I don't think I understand your question. The last we heard from Worf before he went to DS9 was that he did not want to be seperated from his son, that he wanted to raise him on the Enterprise ("Firstborn"). Then he makes an about face and decides to send him back to Earth with his parents, who'd already said they were too old to handle a Klingon child again. That obviously didn't work out because Alexander later runs away from his grandparents and joins the military ("Sons and Daughters")

On TNG, Worf's parenting was improving, culminating in his decisions about Alexander in Firstborn. DS9 pressed the reset button on all that and put him right back to being a crappy father. I get why they did it, one single father on DS9 was enough. It just added to the jack-assiness that I think characterised Worf on DS9 vs. Worf on TNG.

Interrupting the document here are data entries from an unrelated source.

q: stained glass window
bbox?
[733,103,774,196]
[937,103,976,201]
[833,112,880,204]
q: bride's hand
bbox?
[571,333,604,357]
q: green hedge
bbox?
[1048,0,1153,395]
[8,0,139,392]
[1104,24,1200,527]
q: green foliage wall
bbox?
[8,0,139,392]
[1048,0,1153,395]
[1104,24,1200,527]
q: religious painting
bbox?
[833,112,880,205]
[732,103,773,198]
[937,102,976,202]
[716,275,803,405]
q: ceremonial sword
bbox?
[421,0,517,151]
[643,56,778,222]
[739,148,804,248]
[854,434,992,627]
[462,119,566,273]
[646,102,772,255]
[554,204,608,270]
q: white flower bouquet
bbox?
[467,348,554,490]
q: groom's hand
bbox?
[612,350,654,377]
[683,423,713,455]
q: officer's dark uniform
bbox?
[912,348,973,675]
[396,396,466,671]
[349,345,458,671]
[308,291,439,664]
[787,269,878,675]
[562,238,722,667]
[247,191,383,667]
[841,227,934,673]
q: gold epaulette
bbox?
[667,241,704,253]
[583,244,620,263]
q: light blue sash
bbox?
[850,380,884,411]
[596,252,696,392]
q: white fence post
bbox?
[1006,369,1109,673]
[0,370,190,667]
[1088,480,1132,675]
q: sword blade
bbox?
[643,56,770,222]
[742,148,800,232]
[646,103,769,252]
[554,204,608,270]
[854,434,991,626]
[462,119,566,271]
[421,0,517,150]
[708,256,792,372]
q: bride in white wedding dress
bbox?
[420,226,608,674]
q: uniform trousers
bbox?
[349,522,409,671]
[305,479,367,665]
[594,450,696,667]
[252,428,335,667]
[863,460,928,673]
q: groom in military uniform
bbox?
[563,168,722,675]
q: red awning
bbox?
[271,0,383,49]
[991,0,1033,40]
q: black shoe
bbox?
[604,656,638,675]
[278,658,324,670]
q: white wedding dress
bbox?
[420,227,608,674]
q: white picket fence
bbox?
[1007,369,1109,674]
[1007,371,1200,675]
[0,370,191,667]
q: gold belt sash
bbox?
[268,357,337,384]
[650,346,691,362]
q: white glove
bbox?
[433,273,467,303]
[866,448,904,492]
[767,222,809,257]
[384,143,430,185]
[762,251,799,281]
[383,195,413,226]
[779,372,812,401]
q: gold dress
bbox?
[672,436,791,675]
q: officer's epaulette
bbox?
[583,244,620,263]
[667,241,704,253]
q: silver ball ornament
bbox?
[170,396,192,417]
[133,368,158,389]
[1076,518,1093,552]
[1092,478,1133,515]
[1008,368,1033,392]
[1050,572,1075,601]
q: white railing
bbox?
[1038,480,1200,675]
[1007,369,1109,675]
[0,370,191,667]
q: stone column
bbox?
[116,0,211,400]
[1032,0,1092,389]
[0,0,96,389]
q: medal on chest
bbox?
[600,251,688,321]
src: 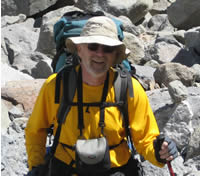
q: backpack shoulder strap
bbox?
[114,69,136,157]
[50,66,77,156]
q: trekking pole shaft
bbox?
[167,161,175,176]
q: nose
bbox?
[96,45,105,56]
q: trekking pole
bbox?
[167,161,176,176]
[158,134,176,176]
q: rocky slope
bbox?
[1,0,200,176]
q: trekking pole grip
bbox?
[157,134,176,176]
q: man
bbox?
[25,16,177,176]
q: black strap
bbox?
[99,72,109,135]
[77,67,84,136]
[77,67,109,136]
[118,70,136,157]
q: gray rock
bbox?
[168,80,188,103]
[1,63,33,87]
[154,63,195,87]
[2,0,57,16]
[1,100,11,134]
[185,27,200,56]
[185,127,200,160]
[75,0,153,24]
[167,0,200,29]
[124,32,144,64]
[192,64,200,82]
[148,14,174,32]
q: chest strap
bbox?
[77,67,109,136]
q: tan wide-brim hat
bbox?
[65,16,130,64]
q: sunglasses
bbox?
[88,43,117,53]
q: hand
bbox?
[154,135,178,163]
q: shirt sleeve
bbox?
[128,78,164,167]
[25,74,57,170]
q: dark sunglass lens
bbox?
[88,43,99,51]
[103,45,116,53]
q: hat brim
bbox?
[65,36,130,64]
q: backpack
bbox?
[42,11,143,175]
[51,11,135,74]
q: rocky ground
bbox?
[1,0,200,176]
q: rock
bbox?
[168,80,188,103]
[185,27,200,56]
[124,32,145,64]
[185,127,200,160]
[75,0,153,24]
[167,0,200,30]
[154,63,195,87]
[1,63,33,87]
[1,79,44,115]
[148,14,174,32]
[192,64,200,82]
[1,100,11,134]
[2,0,57,16]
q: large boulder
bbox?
[75,0,153,24]
[1,0,57,16]
[167,0,200,29]
[154,63,196,87]
[1,79,44,116]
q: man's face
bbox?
[77,43,117,77]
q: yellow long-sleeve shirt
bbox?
[25,69,163,169]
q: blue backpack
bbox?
[51,11,135,72]
[45,11,143,175]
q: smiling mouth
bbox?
[93,60,104,64]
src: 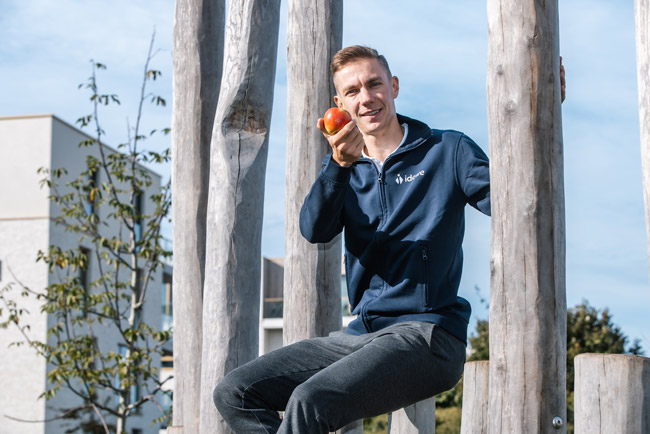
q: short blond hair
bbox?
[330,45,393,78]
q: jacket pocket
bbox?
[420,243,431,308]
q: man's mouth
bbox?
[361,109,381,116]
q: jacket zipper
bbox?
[422,247,429,307]
[377,169,388,223]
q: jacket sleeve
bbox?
[456,134,491,215]
[300,155,352,243]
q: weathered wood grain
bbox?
[460,360,490,434]
[171,0,225,432]
[283,0,343,345]
[200,0,280,433]
[574,354,650,434]
[487,0,566,434]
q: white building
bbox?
[0,115,171,434]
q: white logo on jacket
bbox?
[395,170,424,184]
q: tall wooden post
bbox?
[172,0,225,433]
[283,0,343,345]
[487,0,566,434]
[634,0,650,284]
[200,0,280,433]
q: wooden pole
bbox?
[487,0,566,434]
[172,0,225,433]
[200,0,280,433]
[634,0,650,284]
[388,397,436,434]
[283,0,343,345]
[574,354,650,434]
[460,360,490,434]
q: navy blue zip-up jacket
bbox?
[300,115,490,341]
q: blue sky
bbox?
[0,0,650,353]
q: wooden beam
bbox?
[487,0,566,434]
[200,0,280,433]
[171,0,225,432]
[283,0,343,345]
[460,360,490,434]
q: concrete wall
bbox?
[0,115,167,434]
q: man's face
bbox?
[334,59,399,135]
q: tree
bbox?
[0,38,171,434]
[436,300,643,433]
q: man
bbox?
[214,46,560,434]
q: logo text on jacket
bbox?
[395,170,424,184]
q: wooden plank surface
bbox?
[487,0,566,434]
[171,0,225,432]
[200,0,280,433]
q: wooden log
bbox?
[574,354,650,434]
[171,0,225,432]
[283,0,343,345]
[200,0,280,433]
[487,0,566,434]
[460,360,490,434]
[634,0,650,284]
[388,397,436,434]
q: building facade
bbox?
[0,115,171,434]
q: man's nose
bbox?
[359,87,373,104]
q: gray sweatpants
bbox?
[213,322,465,434]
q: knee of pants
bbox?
[287,381,336,421]
[212,375,243,415]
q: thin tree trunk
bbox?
[283,0,343,345]
[487,0,566,434]
[172,0,225,433]
[634,0,650,288]
[199,0,280,433]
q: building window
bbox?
[115,344,140,405]
[84,170,99,216]
[162,273,174,330]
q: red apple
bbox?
[323,107,352,135]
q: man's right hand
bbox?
[317,118,366,167]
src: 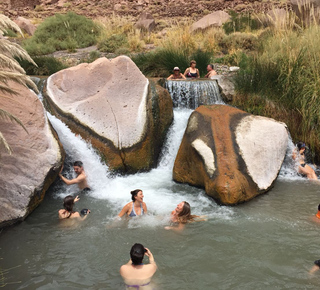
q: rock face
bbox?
[211,75,235,102]
[191,11,230,32]
[0,84,64,227]
[14,17,37,35]
[44,56,173,173]
[173,105,288,205]
[135,12,156,32]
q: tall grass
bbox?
[23,12,99,56]
[236,25,320,161]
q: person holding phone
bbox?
[120,243,157,290]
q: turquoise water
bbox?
[0,110,320,289]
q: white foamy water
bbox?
[48,109,233,225]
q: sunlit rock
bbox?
[45,56,173,173]
[0,84,64,227]
[173,105,288,205]
[191,11,230,32]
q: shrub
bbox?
[23,12,99,55]
[98,34,128,52]
[236,26,320,161]
[18,57,66,76]
[223,10,262,34]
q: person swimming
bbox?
[165,201,206,231]
[58,195,90,220]
[120,243,157,290]
[118,189,147,218]
[59,161,90,192]
[292,142,318,180]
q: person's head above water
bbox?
[130,189,143,201]
[297,141,306,151]
[190,60,197,68]
[176,201,191,218]
[73,161,83,175]
[130,244,145,265]
[63,195,74,212]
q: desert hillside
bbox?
[0,0,287,18]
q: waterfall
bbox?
[166,80,224,109]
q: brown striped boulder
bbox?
[173,105,288,205]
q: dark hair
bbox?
[178,201,198,223]
[73,161,83,167]
[297,141,306,150]
[63,195,74,218]
[130,244,145,265]
[130,189,142,201]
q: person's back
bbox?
[120,244,157,290]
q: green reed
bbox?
[236,25,320,160]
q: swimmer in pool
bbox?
[120,244,157,290]
[165,201,206,231]
[118,189,147,218]
[292,142,318,180]
[59,195,90,220]
[59,161,90,191]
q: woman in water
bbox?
[165,201,205,231]
[292,142,318,179]
[120,244,157,290]
[184,60,200,79]
[167,66,186,80]
[118,189,147,218]
[59,195,90,220]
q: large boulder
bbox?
[191,11,230,32]
[44,56,173,173]
[173,105,288,205]
[0,84,64,227]
[14,16,37,35]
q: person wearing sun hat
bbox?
[167,66,186,80]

I have always felt that in terms of moving the Worf character from TNG to DS9, they really dropped the ball on Alexander. I agree with Tosk that he wasn't exactly missed, but giving him the boot in the manner that they did reflected badly on Worf's character. And then having Alexander come back and be a moron just made it worse.

The Wormhole wrote: View Post
Klingons age at a different rate than humans. Hell, even when he was first introduced in TNG he was only a year old and already a bit big for his age. Then when they made hima recurring character in season 5 he would only have been two, yet he looked like he was six or so. Being a teenager on DS9 is consistent with what was established.
The idea that Klingons age at a different rate than humans was never established officially, just assumed by fans based on how Alexander was presented and the fact that it would make sense for children to mature faster in a warrior culture. It's much easier for the actors to interact with an older child than an infant or toddler (which is what Alexander should have been when he was first introduced).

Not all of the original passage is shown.